What are the benefits of the Qualcomm® Snapdragon™ Heterogeneous Compute SDK?
Snapdragon Heterogeneous Compute SDK (HetCompute) is engineered to support a parallel programming model that allows programmers to express the concurrency in their applications. HetCompute’s powerful abstractions are designed to ease the burden of parallel programming through a design that builds on dynamic concurrency from the ground up. At the high level, HetCompute provides a set of parallel programming patterns that capture many of the existing parallel building blocks, and adds dataﬂow and work cancellation as ﬁrst-class primitives that are optimized to improve programmer productivity.

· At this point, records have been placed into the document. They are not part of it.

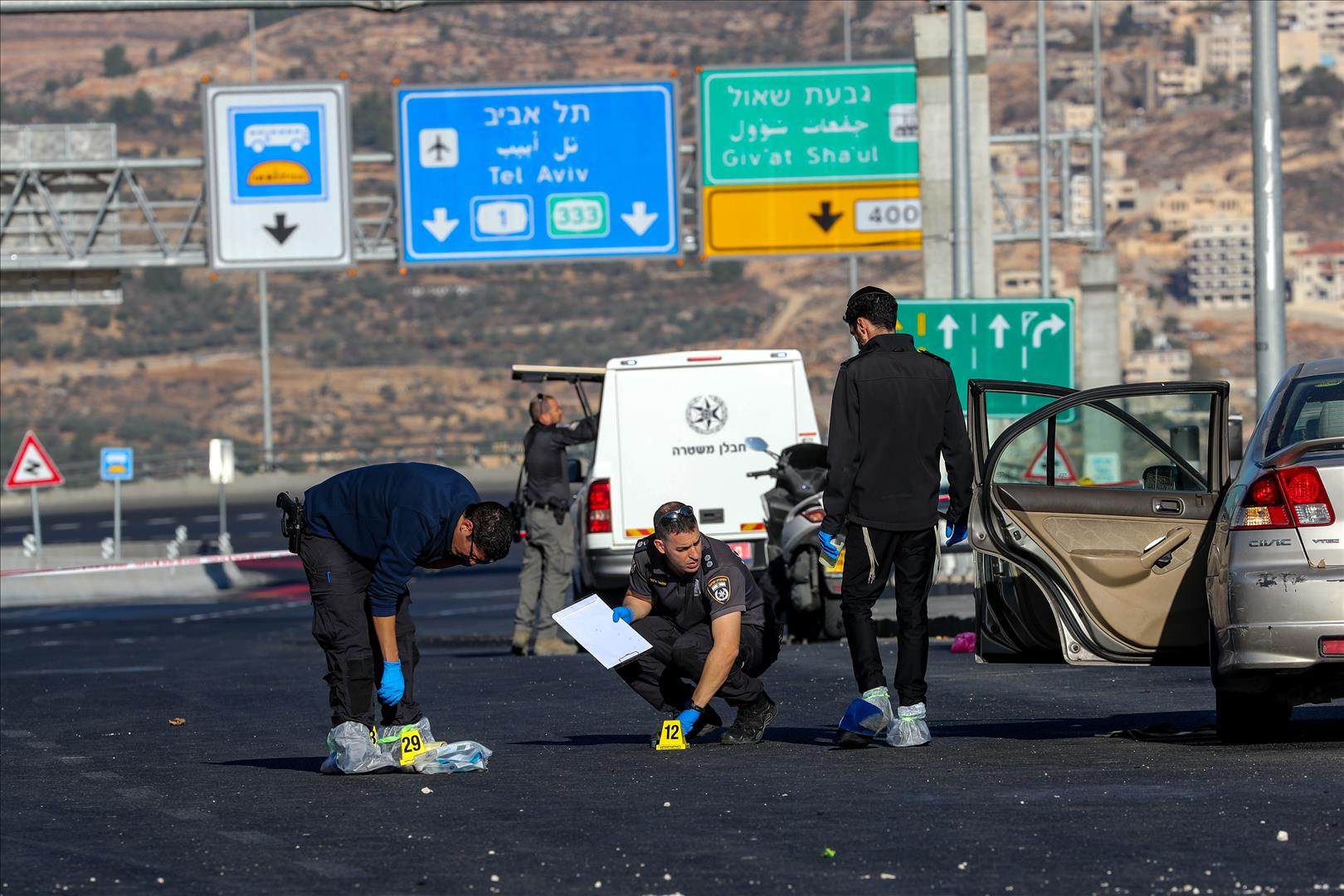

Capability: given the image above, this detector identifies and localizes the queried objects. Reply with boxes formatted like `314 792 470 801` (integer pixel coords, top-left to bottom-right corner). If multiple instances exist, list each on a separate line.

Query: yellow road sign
702 180 923 258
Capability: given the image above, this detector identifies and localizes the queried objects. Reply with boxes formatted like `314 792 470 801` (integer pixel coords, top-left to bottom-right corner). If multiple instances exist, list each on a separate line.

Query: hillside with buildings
0 0 1344 475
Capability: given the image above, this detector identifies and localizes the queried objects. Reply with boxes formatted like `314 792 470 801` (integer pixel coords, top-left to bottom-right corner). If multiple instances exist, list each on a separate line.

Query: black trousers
840 523 938 707
299 534 421 728
617 616 780 712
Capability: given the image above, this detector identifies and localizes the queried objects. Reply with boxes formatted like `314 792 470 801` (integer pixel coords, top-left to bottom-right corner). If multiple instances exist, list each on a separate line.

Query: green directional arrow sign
700 63 919 187
897 298 1074 419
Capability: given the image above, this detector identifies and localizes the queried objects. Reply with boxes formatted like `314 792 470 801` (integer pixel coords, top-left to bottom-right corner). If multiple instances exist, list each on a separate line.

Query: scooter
746 436 844 640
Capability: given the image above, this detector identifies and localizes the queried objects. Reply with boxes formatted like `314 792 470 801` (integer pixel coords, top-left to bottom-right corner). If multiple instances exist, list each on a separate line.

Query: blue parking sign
100 447 136 482
228 106 327 202
395 80 680 263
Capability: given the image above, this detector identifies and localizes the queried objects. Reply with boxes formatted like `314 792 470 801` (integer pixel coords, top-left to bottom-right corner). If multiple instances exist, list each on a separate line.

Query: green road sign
700 63 919 187
897 298 1074 421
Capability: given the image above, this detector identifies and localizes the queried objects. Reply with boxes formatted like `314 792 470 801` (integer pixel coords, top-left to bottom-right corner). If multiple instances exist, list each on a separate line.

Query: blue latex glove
817 532 840 566
377 662 406 707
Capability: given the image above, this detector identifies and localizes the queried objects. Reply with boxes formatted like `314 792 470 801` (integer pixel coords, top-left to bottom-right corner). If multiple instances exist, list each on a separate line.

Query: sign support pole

It integrates heterogeneous execution into a concurrent task graph, and removes the burden of managing data transfers and explicit data copies between kernels executing on different devices. At the low level, HetCompute provides cutting-edge algorithms for work stealing and power optimizations that allow it to hide hardware idiosyncrasies allowing for the development of portable applications. In addition, HetCompute is designed to support dynamic mapping to heterogeneous execution units. Moreover, expert programmers can take charge of the execution through a carefully designed system of attributes and directives that provide the runtime system with additional semantic information about the patterns, tasks, and buffers that HetCompute uses as building blocks.
HetCompute embeds the programming model in C++ and provides a C++ library API. C++ is a familiar language for a large number of performance-oriented programmers, thus helping developers pick up the abstractions quickly. C++ embedding also allows incremental development of existing applications because HetCompute interoperates with existing libraries, such as pthreads and OpenGL.
How should I write a HetCompute application?
Integrating HetCompute into your application is quite easy, as long as you understand the principles of parallel programming and have a good idea of where the concurrency is in your application. The fundamental design goal of HetCompute is to easily express a parallel algorithm and incrementally build a parallel application.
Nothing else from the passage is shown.